Мой Друг криво усмехнулся:
— Ну да, конечно. Видимо, я легко отвлекаюсь — ты был далеко не первым, кто помешал мне устраивать свои дела. Но тогда я твердо решил, что ты будешь последним и, когда ты наконец отправишься своей дорогой, я больше ни за что не попадусь в эту старую ловушку. Так оно и вышло. Я сдержал данное себе слово. Но мне помешало иное.
— Аршадин, — сказала я. Это имя вырвалось само, точно было некой живой тварью.

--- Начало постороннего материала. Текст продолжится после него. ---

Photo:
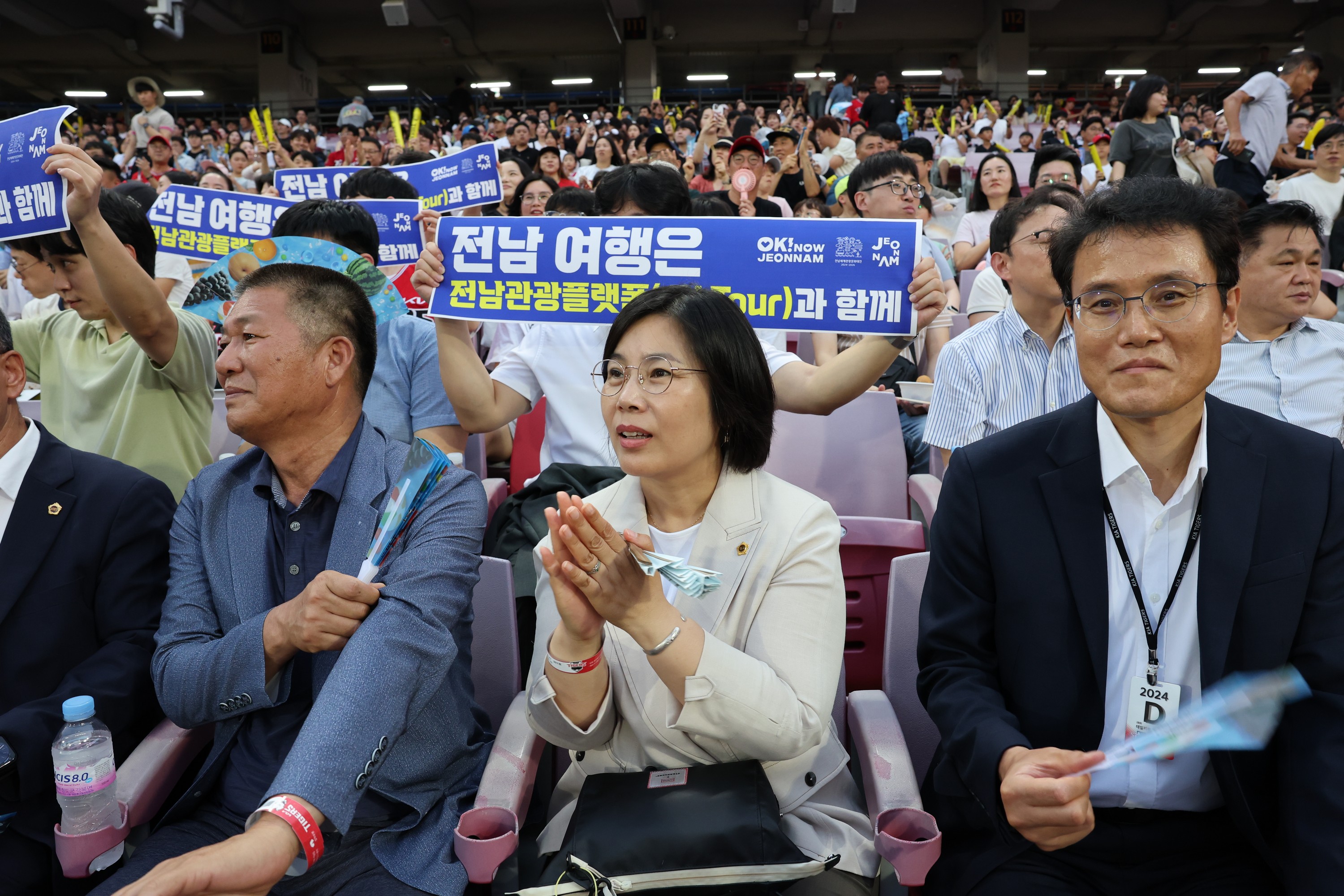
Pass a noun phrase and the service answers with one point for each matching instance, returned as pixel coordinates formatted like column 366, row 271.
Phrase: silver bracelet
column 667, row 642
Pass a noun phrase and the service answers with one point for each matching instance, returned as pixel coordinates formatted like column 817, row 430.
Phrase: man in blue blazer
column 340, row 704
column 84, row 569
column 1223, row 526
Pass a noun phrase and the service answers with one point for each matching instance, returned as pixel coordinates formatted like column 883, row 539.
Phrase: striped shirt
column 999, row 374
column 1297, row 378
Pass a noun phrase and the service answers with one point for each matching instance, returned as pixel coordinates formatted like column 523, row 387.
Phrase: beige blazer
column 767, row 681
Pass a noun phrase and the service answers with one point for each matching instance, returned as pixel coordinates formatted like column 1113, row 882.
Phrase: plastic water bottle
column 86, row 773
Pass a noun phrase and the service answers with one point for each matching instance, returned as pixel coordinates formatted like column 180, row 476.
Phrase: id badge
column 1151, row 704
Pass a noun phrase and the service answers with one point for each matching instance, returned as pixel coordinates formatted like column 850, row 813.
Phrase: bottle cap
column 77, row 708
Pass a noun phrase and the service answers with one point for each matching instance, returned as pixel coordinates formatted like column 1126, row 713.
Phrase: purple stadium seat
column 867, row 547
column 496, row 671
column 474, row 458
column 144, row 781
column 898, row 677
column 854, row 457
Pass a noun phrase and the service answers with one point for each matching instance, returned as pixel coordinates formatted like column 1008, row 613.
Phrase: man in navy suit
column 84, row 569
column 1223, row 526
column 340, row 703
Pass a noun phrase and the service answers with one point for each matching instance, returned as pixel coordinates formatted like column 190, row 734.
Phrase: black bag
column 699, row 827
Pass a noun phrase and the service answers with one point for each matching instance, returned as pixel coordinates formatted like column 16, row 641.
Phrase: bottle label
column 78, row 781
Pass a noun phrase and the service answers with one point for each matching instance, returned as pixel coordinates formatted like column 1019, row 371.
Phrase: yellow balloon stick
column 1311, row 135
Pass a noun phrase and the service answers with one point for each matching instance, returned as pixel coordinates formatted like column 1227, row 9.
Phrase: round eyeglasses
column 898, row 187
column 654, row 374
column 1170, row 302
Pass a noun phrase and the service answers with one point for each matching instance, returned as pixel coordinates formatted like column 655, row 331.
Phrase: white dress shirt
column 1155, row 538
column 14, row 466
column 1297, row 378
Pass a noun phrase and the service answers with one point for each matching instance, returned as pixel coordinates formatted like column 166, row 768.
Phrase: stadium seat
column 526, row 461
column 854, row 457
column 148, row 775
column 474, row 458
column 905, row 835
column 867, row 546
column 901, row 667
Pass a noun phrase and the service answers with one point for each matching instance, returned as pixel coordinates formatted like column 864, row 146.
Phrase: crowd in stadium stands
column 1120, row 302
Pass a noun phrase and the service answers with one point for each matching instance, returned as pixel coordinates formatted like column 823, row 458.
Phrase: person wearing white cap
column 355, row 113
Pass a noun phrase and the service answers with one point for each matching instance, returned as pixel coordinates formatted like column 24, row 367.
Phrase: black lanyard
column 1150, row 632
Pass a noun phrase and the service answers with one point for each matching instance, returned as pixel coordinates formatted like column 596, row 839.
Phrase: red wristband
column 573, row 667
column 306, row 828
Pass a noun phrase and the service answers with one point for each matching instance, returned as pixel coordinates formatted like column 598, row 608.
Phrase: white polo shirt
column 557, row 361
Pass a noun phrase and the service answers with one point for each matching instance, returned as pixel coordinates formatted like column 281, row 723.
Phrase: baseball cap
column 748, row 143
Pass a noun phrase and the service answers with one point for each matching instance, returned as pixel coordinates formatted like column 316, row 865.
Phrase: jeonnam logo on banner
column 31, row 201
column 461, row 181
column 581, row 271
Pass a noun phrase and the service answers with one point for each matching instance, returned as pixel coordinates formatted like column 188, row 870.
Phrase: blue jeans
column 917, row 453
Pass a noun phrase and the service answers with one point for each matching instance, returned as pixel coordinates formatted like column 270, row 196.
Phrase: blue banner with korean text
column 400, row 236
column 461, row 181
column 211, row 224
column 31, row 201
column 849, row 276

— Аршадин, — повторил Мой Друг. В его устах это звучало, точно шорох голых, обломанных ветвей. — Аршадин стал мне сыном. Не по крови, но по знанию, по пути. Боюсь, что и по тщеславию тоже. Мы, волшебники, страшимся смерти меньше, чем прочие люди, — быть может, потому, что этот переход знаком нам лучше, чем всем прочим. И, быть может, именно по этой причине мы так стремимся оставить по себе некое воспоминание. Для некоторых это деяния, изменяющие лицо мира, но для остальных это не более чем передача накопленных знаний кому-то, кто хотя бы способен понять, каким тяжким трудом они добыты, и не позволит им уйти во тьму вслед за нами. Но Аршадин… Аршадин…
Он умолк. Молчание длилось так долго, что я уже подумала, не заснул ли он, хотя глаза его были открыты. Он это умел при желании — засыпать
— Я заслужил Аршадина, — сказал он. — Заслужил в полном смысле слова. Я был величайшим магом, какого я когда-либо знал — а ведь, заметьте себе, я был воспитанником Никоса и долго учился у Ам-Немила, а потом у самой Кирисиньи. Я требовал от мира куда меньше внимания, чем эти трое, но всегда знал, что достоин истинного наследника, что я имею право породить более мудрого и могущественного мага, чем я сам, столь же отличного от меня, как птенец от разбитой скорлупы. И мне было дано это, и с того-то все и началось. Я получил именно то, чего заслуживала моя гордость и глупость. Жаловаться мне не на что.
— Я не хотел бы показаться непочтительным… — начал Ньятенери.
— О да, конечно! — мирно ответил Мой Друг. — Ты всегда держался почтительно. Лал — существо дикое, но при этом она с детства была приучена чтить бардов, поэтов и старых волшебников, даже самых сумасшедших. А ты всегда был учтив, даже в отчаянии, — и все же истинного уважения в тебе никогда не было. Я это списывал на недостаток образования и на то, что в детстве тебя перекормили тильгитом.
Но, говоря так, он взял Ньятенери за левую руку — ушиб и отек почти прошли, кстати, — и на миг прижал ее к груди.
— Так вот, я не хотел бы показаться непочтительным, — продолжал Ньятенери, — но все эти похвалы, расточаемые Аршадину, меня несколько смущают. Мы с Лал никогда прежде не слышали этого имени, — он взглянул на меня, ожидая подтверждения, и поправился: — то есть если не считать того раза, когда его назвала Лукасса — она просто вытянула его из воздуха в этой твоей дурацкой пряничной башне. Но и там это был всего лишь волшебник, который призвал… то, что он призвал, — и, однако, был убит, а ты выжил. Почему же тогда ты считаешь Аршадина сильнее, чем ты, могущественнейшим из магов? Мы чего-то не понимаем.
Мой Друг вздохнул. Мы с Ньятенери переглянулись, и на этот раз оба не сумели сдержать улыбку. Этот хриплый, безнадежный вздох был знаком нам не хуже, чем укоризненное биение крови в ушах — «вот и еще одна минута миновала без пользы, еще одно тик-так ушло впустую — сколько, сколько, сколько их еще осталось тебе, как ты думаешь?». Он всегда вздыхал так, чтобы показать своим ученикам, что их ответ на последний вопрос существенно сократил его жизнь и наполнил остаток его дней тихим отчаянием. На меня это всегда действовало, даже когда я разгадала его трюк.